Verified Critical Step Optimization for LLM Agents
Mukai Li, Qingcheng Zeng, Tianqing Fang, Zhenwen Liang, Linfeng Song, Qi Liu, Haitao Mi, Dong Yu
TL;DR
This paper introduces Verified Critical Step Optimization (CSO), a post-training method for LLM agents that targets verified critical decisions where alternative actions flip task outcomes, rather than applying uniform trajectory- or step-level supervision. CSO uses a Process Reward Model (PRM) to identify candidate critical steps, computes high-quality expert alternatives, and verifies successful branches by continuing execution with the policy to ensure feasibility. Preference data are constructed only from verified, outcome-correct branches and trained via Direct Preference Optimization, with iterative online refinements to progressively improve the policy. Experiments on GAIA-Text-103 and XBench-DeepSearch show that CSO achieves substantial gains over SFT (45+% relative) and matches or exceeds proprietary baselines while requiring supervision on only a fraction of trajectory steps, demonstrating effective, efficient credit assignment and practical post-training impact.
Abstract
As large language model agents tackle increasingly complex long-horizon tasks, effective post-training becomes critical.
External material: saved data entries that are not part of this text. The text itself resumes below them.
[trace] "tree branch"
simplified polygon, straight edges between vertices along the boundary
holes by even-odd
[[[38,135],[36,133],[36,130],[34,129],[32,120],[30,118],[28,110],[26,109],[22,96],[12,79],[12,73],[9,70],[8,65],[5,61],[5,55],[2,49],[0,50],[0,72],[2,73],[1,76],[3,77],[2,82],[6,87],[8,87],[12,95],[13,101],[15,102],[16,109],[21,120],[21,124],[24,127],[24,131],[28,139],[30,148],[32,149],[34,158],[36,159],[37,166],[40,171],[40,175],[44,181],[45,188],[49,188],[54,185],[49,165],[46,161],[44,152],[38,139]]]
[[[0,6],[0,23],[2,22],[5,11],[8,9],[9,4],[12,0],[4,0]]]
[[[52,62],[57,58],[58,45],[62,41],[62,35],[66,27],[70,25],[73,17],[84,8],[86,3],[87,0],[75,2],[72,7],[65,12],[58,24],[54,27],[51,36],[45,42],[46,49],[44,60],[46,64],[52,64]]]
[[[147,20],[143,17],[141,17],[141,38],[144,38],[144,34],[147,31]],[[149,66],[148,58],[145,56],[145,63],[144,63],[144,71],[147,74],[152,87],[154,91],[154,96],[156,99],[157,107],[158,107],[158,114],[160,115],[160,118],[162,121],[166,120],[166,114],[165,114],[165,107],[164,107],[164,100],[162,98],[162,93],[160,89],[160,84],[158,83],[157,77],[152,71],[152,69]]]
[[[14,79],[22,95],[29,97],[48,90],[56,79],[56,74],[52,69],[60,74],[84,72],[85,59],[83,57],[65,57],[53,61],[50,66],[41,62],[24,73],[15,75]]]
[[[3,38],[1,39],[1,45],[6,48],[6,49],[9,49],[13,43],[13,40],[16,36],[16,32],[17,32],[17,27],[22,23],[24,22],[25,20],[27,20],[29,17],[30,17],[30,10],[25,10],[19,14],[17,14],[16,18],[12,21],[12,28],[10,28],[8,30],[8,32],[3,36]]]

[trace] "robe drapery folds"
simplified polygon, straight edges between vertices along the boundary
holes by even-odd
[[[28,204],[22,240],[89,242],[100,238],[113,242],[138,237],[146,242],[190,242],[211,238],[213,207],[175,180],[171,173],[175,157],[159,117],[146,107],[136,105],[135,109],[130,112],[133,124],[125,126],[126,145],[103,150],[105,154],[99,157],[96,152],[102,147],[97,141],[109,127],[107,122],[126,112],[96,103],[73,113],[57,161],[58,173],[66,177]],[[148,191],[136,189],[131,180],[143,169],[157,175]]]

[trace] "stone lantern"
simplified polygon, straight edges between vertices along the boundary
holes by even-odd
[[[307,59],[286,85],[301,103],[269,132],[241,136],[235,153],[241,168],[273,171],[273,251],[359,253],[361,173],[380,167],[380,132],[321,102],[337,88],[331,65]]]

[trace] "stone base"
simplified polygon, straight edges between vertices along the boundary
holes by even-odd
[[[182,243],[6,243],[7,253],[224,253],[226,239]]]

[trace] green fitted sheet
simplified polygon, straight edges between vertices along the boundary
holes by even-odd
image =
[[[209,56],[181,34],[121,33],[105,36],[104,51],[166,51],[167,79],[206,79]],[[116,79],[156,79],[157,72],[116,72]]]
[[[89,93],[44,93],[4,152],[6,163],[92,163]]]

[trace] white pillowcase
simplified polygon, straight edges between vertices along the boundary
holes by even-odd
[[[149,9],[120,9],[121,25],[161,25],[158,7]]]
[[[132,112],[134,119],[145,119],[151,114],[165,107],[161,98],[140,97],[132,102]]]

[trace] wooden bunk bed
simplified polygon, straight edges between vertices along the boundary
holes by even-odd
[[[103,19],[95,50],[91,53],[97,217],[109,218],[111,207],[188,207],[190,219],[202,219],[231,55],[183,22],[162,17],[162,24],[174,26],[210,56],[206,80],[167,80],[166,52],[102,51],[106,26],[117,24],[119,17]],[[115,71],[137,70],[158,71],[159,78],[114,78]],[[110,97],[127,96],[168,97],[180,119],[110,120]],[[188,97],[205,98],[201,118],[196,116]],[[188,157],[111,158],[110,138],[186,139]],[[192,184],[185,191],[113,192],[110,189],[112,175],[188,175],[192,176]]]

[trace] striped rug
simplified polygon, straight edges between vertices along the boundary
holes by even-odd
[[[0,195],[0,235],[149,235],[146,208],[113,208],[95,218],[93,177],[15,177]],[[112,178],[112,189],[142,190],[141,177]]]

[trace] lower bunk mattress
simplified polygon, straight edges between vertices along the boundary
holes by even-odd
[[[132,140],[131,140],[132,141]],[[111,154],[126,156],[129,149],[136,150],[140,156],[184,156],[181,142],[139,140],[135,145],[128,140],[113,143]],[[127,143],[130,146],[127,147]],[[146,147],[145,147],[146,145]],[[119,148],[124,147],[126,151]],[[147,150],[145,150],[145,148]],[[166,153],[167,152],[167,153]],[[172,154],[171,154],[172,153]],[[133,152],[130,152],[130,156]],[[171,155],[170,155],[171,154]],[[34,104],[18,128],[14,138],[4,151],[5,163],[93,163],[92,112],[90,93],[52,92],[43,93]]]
Prior work faces fundamental challenges: outcome-only rewards fail to precisely attribute credit to intermediate steps, estimated step-level rewards introduce systematic noise, and Monte Carlo sampling approaches for step reward estimation incur prohibitive computational cost. Inspired by findings that only a small fraction of high-entropy tokens drive effective RL for reasoning, we propose Critical Step Optimization (CSO), which focuses preference learning on verified critical steps, decision points where alternate actions demonstrably flip task outcomes from failure to success. Crucially, our method starts from failed policy trajectories rather than expert demonstrations, directly targeting the policy model's weaknesses. We use a process reward model (PRM) to identify candidate critical steps, leverage expert models to propose high-quality alternatives, then continue execution from these alternatives using the policy model itself until task completion. Only alternatives that the policy successfully executes to correct outcomes are verified and used as DPO training data, ensuring both quality and policy reachability. This yields fine-grained, verifiable supervision at critical decisions while avoiding trajectory-level coarseness and step-level noise. Experiments on GAIA-Text-103 and XBench-DeepSearch show that CSO achieves 37% and 26% relative improvement over the SFT baseline and substantially outperforms other post-training methods, while requiring supervision at only 16% of trajectory steps. This demonstrates the effectiveness of selective verification-based learning for agent post-training.